Operadora interpôs providência cautelar para suspender a avaliação da Autoridade da Concorrência ao negócio, por entender que a deliberação de sentido negativo do regulador dos media deveria ter sido validada e chumbado automaticamente a compra da dona da TVI pela Altice

A Vodafone avançou com "uma providência cautelar sobre a intervenção da Autoridade da Concorrência no processo" de compra da Media Capital pela Altice.

Na base do processo que a Vodafone interpôs em tribunal está a convicção de que a deliberação da Entidade Reguladora para a Comunicação Social - que teve dois votos a favor do chumbo ao negócio e um voto contra, mas foi considerada sem efeitos por falta quórum - deveria ter sido considerada válida. O que, a acontecer, teria travado imediatamente a operação, dado que a lei prevê que o chumbo da ERC a operações de concentração é vinculativo e dispensa posteriores análises da AdC.

O pedido de suspensão da intervenção da AdC na venda da dona da TVI à Altice foi confirmado esta quarta-feira de manhã na Assembleia da República pelo CEO da Vodafone Portugal, Mário Vaz, durante a primeira de uma ronda de audições parlamentares pedidas pelo Bloco de Esquerda a propósito deste negócio.

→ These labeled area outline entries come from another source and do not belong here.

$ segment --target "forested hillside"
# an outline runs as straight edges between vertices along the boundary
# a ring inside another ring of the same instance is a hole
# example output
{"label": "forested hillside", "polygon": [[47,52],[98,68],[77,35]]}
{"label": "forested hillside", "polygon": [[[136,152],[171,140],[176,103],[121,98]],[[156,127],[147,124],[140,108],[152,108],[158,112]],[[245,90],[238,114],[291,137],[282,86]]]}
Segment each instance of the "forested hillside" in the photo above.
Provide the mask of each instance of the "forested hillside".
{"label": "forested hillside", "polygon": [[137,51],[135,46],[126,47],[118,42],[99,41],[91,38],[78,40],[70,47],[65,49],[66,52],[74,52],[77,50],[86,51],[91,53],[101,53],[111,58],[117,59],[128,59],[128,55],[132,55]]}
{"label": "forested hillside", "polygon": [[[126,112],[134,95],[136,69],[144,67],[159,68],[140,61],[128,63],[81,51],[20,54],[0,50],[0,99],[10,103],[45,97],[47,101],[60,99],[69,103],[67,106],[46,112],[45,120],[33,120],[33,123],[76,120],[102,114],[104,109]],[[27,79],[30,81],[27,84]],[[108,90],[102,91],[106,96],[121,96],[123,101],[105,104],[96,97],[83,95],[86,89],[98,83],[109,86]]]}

"Desde a primeira hora achámos que a ERC tomou uma decisão válida neste processo. Um tema de tamanha importância na área de media não pode avançar sem que o regulador dos media se pronunciasse sobre o tema. E a pronuncia foi válida. Os dois votos sao suficientes para que a decisão seja definitiva e vinculativa, o que torna desnecessaria a intervenção da AdC", concretizou Mário Vaz na sua intervenção inicial na Comissão de Economia, Inovação e Obras Públicas.

Lamentando que a AdC tenha ignorado esta interpretação da Vodafone quando analisou a passagem da operação à fase de investigação aprofundada, Mário Vaz considera que esse teria sido o momento para suspender a análise À possível venda da Media Capital à Altice "até que um tribunal se pronuncie sobre esta posição da Vodafone".

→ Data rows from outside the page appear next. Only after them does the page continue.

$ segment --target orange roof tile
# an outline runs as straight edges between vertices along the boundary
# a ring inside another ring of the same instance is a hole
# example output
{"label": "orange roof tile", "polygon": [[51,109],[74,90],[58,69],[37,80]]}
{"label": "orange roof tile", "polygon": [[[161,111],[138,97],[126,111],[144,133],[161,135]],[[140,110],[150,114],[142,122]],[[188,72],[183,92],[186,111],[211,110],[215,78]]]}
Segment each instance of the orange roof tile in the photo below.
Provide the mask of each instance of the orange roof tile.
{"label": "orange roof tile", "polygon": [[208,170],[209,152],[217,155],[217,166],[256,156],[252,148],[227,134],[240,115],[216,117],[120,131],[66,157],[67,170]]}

Mário Vaz assumiu ainda perante os deputados que "é evidente" que a Vodafone "tem interesse em que o negócio não avance" por questões concorrenciais. Mas, esclareceu que a posição da operadora que dirige se esta operação chegasse a bom porto".

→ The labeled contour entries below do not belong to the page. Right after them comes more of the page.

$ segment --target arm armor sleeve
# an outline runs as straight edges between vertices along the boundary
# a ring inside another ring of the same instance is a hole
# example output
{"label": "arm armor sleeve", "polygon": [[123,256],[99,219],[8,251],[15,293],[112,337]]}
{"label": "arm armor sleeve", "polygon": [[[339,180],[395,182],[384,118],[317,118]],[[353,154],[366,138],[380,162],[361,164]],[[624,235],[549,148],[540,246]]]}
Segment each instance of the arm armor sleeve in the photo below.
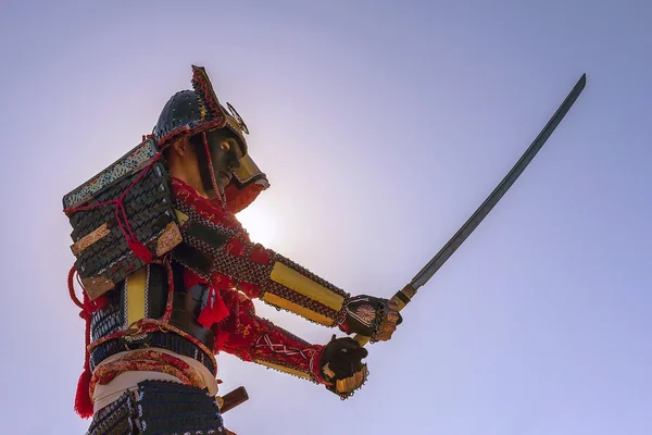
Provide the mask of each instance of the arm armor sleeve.
{"label": "arm armor sleeve", "polygon": [[191,210],[177,211],[177,215],[184,244],[175,249],[175,259],[200,276],[234,281],[250,298],[260,298],[328,327],[338,326],[343,320],[350,295],[342,289],[252,244],[243,231],[206,223]]}
{"label": "arm armor sleeve", "polygon": [[226,332],[221,350],[244,360],[289,373],[317,384],[324,346],[311,345],[272,322],[255,315],[253,303],[240,296],[237,326]]}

"Há consequências significativas no sector da comunicação social se um grande plataforma de televisão e operador for titular do canal líder de audiências em Portugal. Isso condicionará os restantes operadores de televisão", exemplificou, garantindo ainda que a posição da Vodafone "nada tem a ver com a natureza do acionista do operador de telecomunicações em causa." "Nada mudaria se nao fosse a Altice. O que deve ser visto é o poder de mercado que esta operação vertical terá nos vários mercados", disse.